Middle Creek is a 9.7 mi tributary of Opequon Creek, belonging to the Potomac River and Chesapeake Bay watersheds, located in Berkeley County in West Virginia's Eastern Panhandle.

==Headwaters and course==
Middle Creek's source is located on the eastern foothills of North Mountain (1644 feet/501 m) southwest of Martinsburg. From its headwaters, Middle Creek is a small meandering stream that curves southward paralleling Poorhouse Road until its junction with West Virginia Route 45. Throughout this stretch, Middle Creek is joined by a number of spring-fed streams off of North Mountain, most of which are used for watering animals on the area's farmlands. After it passes beneath WV 45, Middle Creek continues its course to the southeast near the community of Arden. The stream is dammed numerous times to create small lakes and ponds, as well as light rapids.
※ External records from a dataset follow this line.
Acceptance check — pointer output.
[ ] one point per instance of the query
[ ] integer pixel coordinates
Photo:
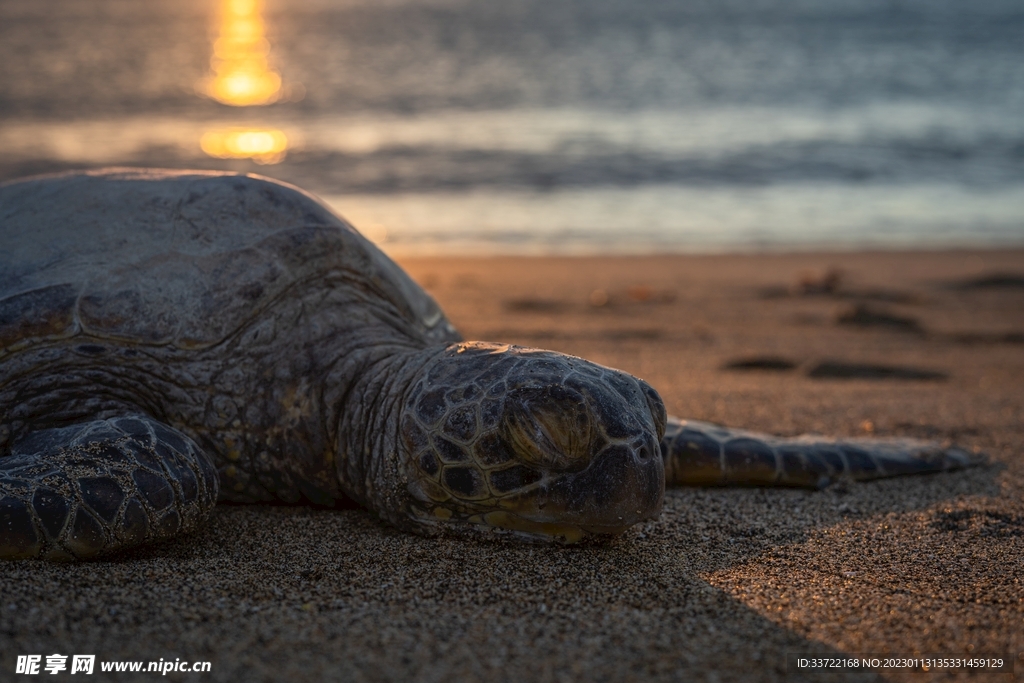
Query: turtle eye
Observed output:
(656, 407)
(549, 427)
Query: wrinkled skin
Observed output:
(536, 442)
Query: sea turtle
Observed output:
(170, 338)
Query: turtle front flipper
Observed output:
(704, 454)
(94, 487)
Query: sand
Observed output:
(720, 588)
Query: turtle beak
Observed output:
(624, 484)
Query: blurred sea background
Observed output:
(550, 126)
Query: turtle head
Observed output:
(531, 442)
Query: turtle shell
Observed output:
(182, 258)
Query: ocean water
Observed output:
(551, 126)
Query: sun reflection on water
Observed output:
(242, 77)
(263, 146)
(242, 73)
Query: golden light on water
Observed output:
(264, 146)
(242, 73)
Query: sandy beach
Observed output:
(721, 587)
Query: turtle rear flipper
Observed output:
(702, 454)
(94, 487)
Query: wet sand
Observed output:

Middle Creek passes under Interstate 81 and U.S. Route 11 before it meanders to the east through the town of Darkesville. From Darkesville, Middle Creek winds through a series of gorges created by rolling hills before its confluence with Opequon Creek.

== Water quality ==
The water quality of Middle Creek is very mixed. While the creek is in the North Mountain, its water quality is general good because of the low pollution and the low population of North Mountain. Its water quality dramatically drops once it joins the spring-fed streams because of agricultural run-off. Due to numerous dams though, this run-off doesn't always make it to the Opequon Creek. When it joins the Opequon, its water quality is good to moderate.

== Water flow ==
Due to water runoff during rainfall, the water flow of Middle Creek varies. In the spring, the creek's output of water is very high due to wet conditions during spring. In the summer, the water flow is usually normal, with Thunderstorms raising the water, and short-term droughts lowering the water. In the fall, the water level is usually below-normal due to dry conditions and lower rainfall. During the winter however, the creek is usually at its highest because of low evaporation caused by cold temperatures and thick cloud covers. The creek rarely freezes over, but sometimes stagnant water will freeze through.

== Flora and fauna ==
Middle Creek is home to many species of crayfish and minnow. Many species of turtles also inhabit the creek, most notably the eastern box turtle. Snakes are very common, with copperheads and garter snakes being the most numerous. Many species of mammals live near the creek's water, the biggest being the white-tailed deer. Plants types that live along the creek include grasses, water lilies, and aquatic plants. Sycamore trees, tulip trees, and willow trees dig their roots along the creeks banks.